[12日 ロイター] – 米マイクロソフトは12日、人工知能(AI)や音声認識技術を手掛ける米ニュアンス・コミュニケーションズを現金約160億ドルで買収すると発表した。

両社は2019年に医療機関における文書作成などの事務作業自動化業務で提携。新型コロナウイルス感染拡大を受け遠隔医療が広まる中、マイクロソフトはヘルスケア部門のクラウド業務を強化する。マイクロソフトのナデラ最高経営責任者(CEO)は「AIは最優先すべき技術で、ヘルスケア部門は最も迅速にAIを実用化すべき部門」と述べた。
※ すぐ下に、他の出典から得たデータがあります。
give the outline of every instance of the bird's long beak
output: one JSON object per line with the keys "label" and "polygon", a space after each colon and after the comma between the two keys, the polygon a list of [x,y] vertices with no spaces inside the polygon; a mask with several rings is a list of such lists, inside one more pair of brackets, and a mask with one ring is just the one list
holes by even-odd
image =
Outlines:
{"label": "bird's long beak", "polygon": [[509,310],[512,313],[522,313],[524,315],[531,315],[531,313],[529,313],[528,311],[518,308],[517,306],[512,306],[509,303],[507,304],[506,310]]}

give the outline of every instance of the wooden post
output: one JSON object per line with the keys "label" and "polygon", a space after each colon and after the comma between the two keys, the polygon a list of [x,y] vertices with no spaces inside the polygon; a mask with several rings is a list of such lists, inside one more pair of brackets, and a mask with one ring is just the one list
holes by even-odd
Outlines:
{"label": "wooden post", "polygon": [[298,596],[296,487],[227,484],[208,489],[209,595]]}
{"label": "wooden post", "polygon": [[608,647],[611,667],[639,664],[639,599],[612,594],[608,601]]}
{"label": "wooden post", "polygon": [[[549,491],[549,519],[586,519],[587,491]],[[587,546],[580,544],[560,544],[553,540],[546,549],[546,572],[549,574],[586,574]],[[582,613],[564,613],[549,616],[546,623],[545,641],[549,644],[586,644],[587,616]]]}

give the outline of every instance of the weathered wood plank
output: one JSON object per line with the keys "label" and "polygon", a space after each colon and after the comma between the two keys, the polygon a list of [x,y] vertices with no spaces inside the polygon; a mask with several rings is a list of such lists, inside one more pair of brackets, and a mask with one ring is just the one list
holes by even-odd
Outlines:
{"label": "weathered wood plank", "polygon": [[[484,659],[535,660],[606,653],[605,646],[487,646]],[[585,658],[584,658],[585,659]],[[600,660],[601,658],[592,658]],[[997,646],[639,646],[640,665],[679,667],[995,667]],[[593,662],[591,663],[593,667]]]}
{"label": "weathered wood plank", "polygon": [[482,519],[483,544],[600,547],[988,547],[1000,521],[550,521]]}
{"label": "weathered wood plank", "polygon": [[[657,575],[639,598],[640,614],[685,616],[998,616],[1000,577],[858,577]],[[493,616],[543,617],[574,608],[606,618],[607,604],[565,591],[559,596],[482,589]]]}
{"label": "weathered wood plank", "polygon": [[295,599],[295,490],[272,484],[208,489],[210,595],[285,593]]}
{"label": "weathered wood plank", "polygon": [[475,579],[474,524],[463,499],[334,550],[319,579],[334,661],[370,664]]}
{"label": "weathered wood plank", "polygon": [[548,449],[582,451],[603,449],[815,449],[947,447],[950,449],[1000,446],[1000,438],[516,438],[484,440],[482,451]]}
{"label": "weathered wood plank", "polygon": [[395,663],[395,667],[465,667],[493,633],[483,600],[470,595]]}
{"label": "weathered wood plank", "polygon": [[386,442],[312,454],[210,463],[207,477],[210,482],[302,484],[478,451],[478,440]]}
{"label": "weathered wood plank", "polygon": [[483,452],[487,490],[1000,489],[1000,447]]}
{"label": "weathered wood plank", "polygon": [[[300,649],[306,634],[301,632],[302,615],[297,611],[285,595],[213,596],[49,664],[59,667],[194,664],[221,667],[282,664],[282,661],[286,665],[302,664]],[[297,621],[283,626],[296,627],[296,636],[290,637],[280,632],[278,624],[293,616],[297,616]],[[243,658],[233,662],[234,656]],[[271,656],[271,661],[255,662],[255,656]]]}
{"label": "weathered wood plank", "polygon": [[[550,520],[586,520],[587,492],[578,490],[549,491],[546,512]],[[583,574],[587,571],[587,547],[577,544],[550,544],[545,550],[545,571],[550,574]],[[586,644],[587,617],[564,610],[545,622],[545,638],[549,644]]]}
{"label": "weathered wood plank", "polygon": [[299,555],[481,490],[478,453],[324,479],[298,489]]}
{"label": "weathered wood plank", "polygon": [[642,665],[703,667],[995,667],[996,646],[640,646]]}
買収額は1株当たり56ドルと、ニュアンスの直近の終値に22.86%上乗せした水準。この日の中盤の取引でニュアンス株は前営業日終値比16.5%高の53.10ドル。一時は53.93ドルまで上昇した。

ニュアンスの本社はマサチューセッツ州バーリントン。米アップルの音声アシスタント機能「Siri(シリ)」で使われる技術を提供したことで知られる。20年度は15億ドルの売上高を計上した。

マイクロソフトによる買収額は純債務も含めると197億ドル。マイクロソフトの企業買収としては、16年の米リンクトイン(262億ドル)に次ぐ2番目の規模となる。